Tipping Point Stories from COP30

Within SWISP Lab’s Hacking the Anthropocene living lab methodology, the “At what point did you realise…?” prompt operates as more than a conversational opening. It is a methodological device that surfaces moments of recognition, rupture, and recalibration. The question directs attention toward critical thresholds: points in ecological, political, and affective systems where conditions shift irreversibly and where perception itself undergoes change.

These stories form a distributed archive across media from handwritten post-it notes, field videos recorded after long days in negotiation halls, and storied or performed spoken accounts captured during our living-lab activities. They function as qualitative climate data: accumulations of embodied noticing that illuminate how individuals interpret and respond to Anthropogenic pressures.

At COP30 in Belém, our colleagues from Emory Climate Talks participated in this research practice. Each researcher engaged the tipping-point question, contributing an account that expands our understanding of how thresholds are experienced across cultural, disciplinary, and geographic contexts. Their stories extend SWISP Lab’s long-form inquiry into climate pedagogy, youth engagement, and speculative method.

Here is Rodrigo Puentes, a PhD student in the Gangarosa Department of Environmental Health at Emory University’s Rollins School of Public Health.
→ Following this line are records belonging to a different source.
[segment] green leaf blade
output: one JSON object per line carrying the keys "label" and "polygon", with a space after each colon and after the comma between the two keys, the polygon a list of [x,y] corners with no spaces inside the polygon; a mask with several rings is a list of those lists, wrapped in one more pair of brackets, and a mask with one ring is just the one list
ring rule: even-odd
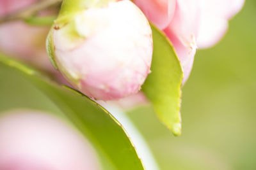
{"label": "green leaf blade", "polygon": [[153,33],[152,73],[142,90],[153,104],[159,119],[174,135],[181,133],[180,114],[182,69],[173,46],[155,26]]}
{"label": "green leaf blade", "polygon": [[[0,54],[0,75],[1,73],[8,73],[7,78],[2,80],[7,84],[15,78],[22,77],[44,94],[91,141],[98,153],[106,158],[103,161],[108,160],[110,169],[143,169],[141,160],[120,124],[95,102],[45,80],[36,71]],[[22,99],[22,96],[19,97]],[[109,169],[104,167],[103,169]]]}

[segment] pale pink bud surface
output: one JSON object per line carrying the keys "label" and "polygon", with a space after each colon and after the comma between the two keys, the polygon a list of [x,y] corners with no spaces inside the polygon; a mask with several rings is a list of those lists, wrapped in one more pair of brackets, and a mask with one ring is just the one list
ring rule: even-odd
{"label": "pale pink bud surface", "polygon": [[48,113],[13,111],[0,116],[1,170],[98,170],[90,143]]}
{"label": "pale pink bud surface", "polygon": [[[208,48],[218,43],[227,31],[228,20],[241,10],[244,0],[134,1],[172,41],[183,67],[184,82],[190,74],[197,47]],[[167,8],[166,4],[175,8]],[[167,20],[166,16],[172,18]],[[163,27],[163,23],[168,24]]]}
{"label": "pale pink bud surface", "polygon": [[73,41],[54,29],[55,62],[79,90],[96,99],[117,99],[136,94],[150,73],[152,31],[131,1],[109,3],[75,17],[82,39]]}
We met Rodrigo under Gaia, by British artist Luke Jerram displayed in a huge hall in the COP30 Blue Zone.

Rodrigo met up Kate and Sacha to record his tipping point story (4 mins) in week 2 of COP:


Why These Stories Matter

We are at a critical point in planetary health (human and non-human) and without significant interventions, these Anthropogenic crises seem unstoppable. 

The Interconnected Disaster Risks Report (Eberle, et al, 2023), warns that the Earth is on course to cross 6 ‘risk’ tipping points:  

○ Accelerating extinctions 

○ Groundwater depletion 

○ Mountain glaciers melting 

○ Space debris 

○ Unbearable heat 

○ Uninsurable future.  

Tipping point stories are not anecdotal supplements to climate research; they are situated indicators of how people register change, risk, and responsibility. They offer a nuanced form of climate intelligence that is affective, relational, and ethically charged. For SWISP Lab, these accounts function as:

  • methodological artefacts within our a/r/tographic inquiry;
  • pedagogical tools that illuminate how thresholds are felt and interpreted;
  • data points that map the distributed emotional and perceptual terrain of climate change across contexts.

They expand our archive of climate stories as an evolving collection that animates the experiential dimensions of Anthropogenic times.